Clojure: crawling Hacker News with re-seq

Clojure has this nifty function called re-seq that returns a lazy sequence of successive matches of a pattern in a string. This is really useful for turning any string into a list of data. Let's use it to crawl Hacker News!

(defn get-first-8-posts-from-HN []
  (->> (slurp "")
       (re-seq #"<td class=\"title\"><a href=\"(.*?)\" class=\"storylink\">(.*?)</a>")
       (map (fn [[_ link title]] title))
       (take 8)))

slurp to gets the first page of Hacker News. re-seq matches on the regex pulling out the title of each post.
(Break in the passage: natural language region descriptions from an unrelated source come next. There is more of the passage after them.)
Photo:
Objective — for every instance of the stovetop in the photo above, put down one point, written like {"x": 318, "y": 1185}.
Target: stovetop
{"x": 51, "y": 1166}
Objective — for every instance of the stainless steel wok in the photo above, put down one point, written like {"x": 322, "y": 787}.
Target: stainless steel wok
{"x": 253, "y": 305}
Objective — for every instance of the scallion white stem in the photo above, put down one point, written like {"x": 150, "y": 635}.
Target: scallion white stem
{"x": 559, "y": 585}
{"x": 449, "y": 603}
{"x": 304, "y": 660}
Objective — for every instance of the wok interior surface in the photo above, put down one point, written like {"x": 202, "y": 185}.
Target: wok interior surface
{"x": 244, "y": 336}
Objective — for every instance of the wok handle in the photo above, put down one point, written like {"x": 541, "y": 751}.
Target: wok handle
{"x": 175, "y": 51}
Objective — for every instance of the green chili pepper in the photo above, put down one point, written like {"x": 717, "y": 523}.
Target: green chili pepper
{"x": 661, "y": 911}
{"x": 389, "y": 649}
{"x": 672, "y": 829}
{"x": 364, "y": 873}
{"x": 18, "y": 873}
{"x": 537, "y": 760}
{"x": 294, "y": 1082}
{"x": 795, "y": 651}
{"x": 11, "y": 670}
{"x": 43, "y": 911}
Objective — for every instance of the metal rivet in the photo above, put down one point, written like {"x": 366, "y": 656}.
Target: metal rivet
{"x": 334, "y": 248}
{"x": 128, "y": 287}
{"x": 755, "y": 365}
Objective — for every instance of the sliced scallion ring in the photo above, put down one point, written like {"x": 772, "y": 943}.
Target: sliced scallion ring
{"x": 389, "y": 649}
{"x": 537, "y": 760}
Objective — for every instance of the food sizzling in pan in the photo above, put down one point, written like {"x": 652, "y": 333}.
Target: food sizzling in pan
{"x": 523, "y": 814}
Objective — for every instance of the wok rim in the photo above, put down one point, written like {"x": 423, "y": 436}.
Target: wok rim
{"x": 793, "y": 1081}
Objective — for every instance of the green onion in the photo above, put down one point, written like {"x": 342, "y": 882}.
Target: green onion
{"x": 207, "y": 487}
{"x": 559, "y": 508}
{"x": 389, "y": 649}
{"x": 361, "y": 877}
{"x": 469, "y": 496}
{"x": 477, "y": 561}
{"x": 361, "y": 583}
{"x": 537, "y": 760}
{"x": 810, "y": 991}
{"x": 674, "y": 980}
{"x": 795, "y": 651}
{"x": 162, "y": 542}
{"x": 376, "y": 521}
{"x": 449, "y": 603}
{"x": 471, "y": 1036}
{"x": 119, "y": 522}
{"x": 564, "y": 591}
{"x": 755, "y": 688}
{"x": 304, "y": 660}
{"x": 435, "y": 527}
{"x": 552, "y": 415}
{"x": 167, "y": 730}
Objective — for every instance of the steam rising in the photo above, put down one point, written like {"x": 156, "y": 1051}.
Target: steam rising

("UCSF Launches Translational Psychedelic Research (TrPR) Program"
 "Ethereum London Mainnet Announcement"
 "Show HN: Make spaced-repetition flashcards"
 "Show HN: A low power 1U Raspberry Pi cluster server for inexpensive
 "Last Mile Redis"
 "Windows Print Spooler Elevation of Privilege Vulnerability
 "Full Throttle"
 "Google Drive bans distribution of “misleading content”")

Amazing we get the top 8 posts of Hacker News!

We can easily extend this function to find posts on Rust in the first five pages of Hacker News.

(defn get-posts-about-rust-from-HN []
  (->> (map #(do
               (Thread/sleep 50)
               (slurp (str "" %)))
            (range 1 6))
       (apply str)
       (re-seq #"<td class=\"title\"><a href=\"(.*?)\" class=\"storylink\">(.*?)</a>")
       (map (fn [[_ link title]] {:title title :link link}))
       (filter (fn [{:keys [title]}]
                 (re-find #"Rust" title)))))

Request the first 5 pages and then filter the results. Simple.


({:title "Is Rust Used Safely by Software Developers?",
  :link ""})

We can even open the first post in our default web browser.

(->> (get-posts-about-rust-from-HN)

Opens post in default browser.

How's that for automation!

In this post we've seen how to use slurp and re-seq to write a quick and simple web crawler.